There is no set definition for any of these terms, and different advocates and politicians will use some of them, particularly legalization and decriminalization, interchangeably in a way that can be very confusing.
But here’s a broad overview of what these three categories are generally taken to mean:
- Marijuana legalization: Legalization is generally taken to represent the removal of all government-enforced penalties for possessing and using marijuana. In most, but not all, cases, legalization also paves the way for the legal sales and home-growing of marijuana.
- Marijuana decriminalization: Decriminalization generally eliminates jail or prison time for limited possession of marijuana, but some other penalties remain in place, treating a minor marijuana offense more like a minor traffic violation. Those caught possessing or selling an amount within the decriminalized limits are still fined — usually no more than a few hundred dollars. States with stricter decriminalization laws can also attach some jail or prison time to possessing larger amounts of marijuana, sales, or trafficking.
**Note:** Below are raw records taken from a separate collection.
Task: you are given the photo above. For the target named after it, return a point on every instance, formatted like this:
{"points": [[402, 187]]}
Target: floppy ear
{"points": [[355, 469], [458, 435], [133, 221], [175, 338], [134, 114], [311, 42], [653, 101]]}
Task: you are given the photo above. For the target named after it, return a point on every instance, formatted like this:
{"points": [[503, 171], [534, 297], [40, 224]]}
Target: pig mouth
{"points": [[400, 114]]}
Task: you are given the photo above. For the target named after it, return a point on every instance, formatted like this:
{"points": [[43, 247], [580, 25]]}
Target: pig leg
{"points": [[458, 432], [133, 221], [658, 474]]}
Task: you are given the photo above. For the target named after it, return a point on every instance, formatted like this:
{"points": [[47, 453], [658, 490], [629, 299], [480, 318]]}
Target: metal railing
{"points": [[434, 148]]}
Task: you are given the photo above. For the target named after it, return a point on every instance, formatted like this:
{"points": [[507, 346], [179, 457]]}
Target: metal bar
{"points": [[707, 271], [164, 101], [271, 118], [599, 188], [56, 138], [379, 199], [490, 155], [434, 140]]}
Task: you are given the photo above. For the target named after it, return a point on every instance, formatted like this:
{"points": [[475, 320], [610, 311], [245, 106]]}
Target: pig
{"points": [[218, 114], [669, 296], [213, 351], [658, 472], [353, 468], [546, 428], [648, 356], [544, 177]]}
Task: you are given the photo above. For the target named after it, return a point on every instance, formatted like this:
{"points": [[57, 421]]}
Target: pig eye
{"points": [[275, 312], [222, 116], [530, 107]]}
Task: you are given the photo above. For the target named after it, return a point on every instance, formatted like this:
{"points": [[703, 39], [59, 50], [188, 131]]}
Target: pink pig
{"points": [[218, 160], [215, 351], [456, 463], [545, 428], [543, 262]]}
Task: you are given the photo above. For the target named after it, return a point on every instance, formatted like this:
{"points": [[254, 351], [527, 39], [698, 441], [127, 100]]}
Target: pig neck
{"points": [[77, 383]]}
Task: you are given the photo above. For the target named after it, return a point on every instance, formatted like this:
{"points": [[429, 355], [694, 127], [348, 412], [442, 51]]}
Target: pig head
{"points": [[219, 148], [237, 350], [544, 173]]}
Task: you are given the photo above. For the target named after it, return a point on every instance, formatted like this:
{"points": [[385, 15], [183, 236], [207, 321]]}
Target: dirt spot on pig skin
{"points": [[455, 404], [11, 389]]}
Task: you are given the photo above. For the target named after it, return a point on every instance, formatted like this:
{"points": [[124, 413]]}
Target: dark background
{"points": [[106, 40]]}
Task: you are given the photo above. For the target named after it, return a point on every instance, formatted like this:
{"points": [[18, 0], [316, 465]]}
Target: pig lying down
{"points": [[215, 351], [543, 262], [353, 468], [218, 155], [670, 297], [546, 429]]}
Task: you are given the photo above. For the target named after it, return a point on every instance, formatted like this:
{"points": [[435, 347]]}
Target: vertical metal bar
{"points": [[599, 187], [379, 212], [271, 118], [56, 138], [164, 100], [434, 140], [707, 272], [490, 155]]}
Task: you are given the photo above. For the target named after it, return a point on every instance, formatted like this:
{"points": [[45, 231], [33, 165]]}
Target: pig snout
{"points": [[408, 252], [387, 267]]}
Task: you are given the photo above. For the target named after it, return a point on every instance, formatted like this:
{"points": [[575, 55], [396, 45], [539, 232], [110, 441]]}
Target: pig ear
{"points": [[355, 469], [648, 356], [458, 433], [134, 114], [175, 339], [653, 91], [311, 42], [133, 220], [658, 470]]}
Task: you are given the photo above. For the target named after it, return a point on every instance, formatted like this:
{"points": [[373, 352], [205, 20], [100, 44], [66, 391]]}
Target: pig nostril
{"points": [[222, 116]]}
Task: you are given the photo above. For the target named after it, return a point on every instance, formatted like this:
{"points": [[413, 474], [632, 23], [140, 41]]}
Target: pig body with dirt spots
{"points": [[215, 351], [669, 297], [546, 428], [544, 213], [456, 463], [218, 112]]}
- Medical marijuana: Medical legalization lets doctors recommend marijuana for a variety of conditions, from pain to nausea to inflammatory bowel disease to PTSD. A review of the evidence from the National Academies of Sciences, Engineering, and Medicine found little evidence for pot’s ability to treat health conditions outside chronic pain, chemotherapy-induced nausea and vomiting, and patient-reported multiple sclerosis spasticity symptoms. But most states, relying largely on anecdotal evidence, have allowed medical marijuana for many other conditions. And in a few states, medical cannabis laws have been so lax that they may as well be full legalization.
These three categories don’t cover the full array of options for marijuana reform, with a 2015 report by RAND listing a dozen alternatives to the standard prohibition of pot. Among the possibilities: legalizing possession but not sales (as DC and Vermont have done), putting state agencies in charge of sales (as some Canadian provinces are doing, and as some states do, successfully, with alcohol), allowing only nonprofit organizations to sell pot, or permitting only a handful of closely monitored for-profit companies to take part.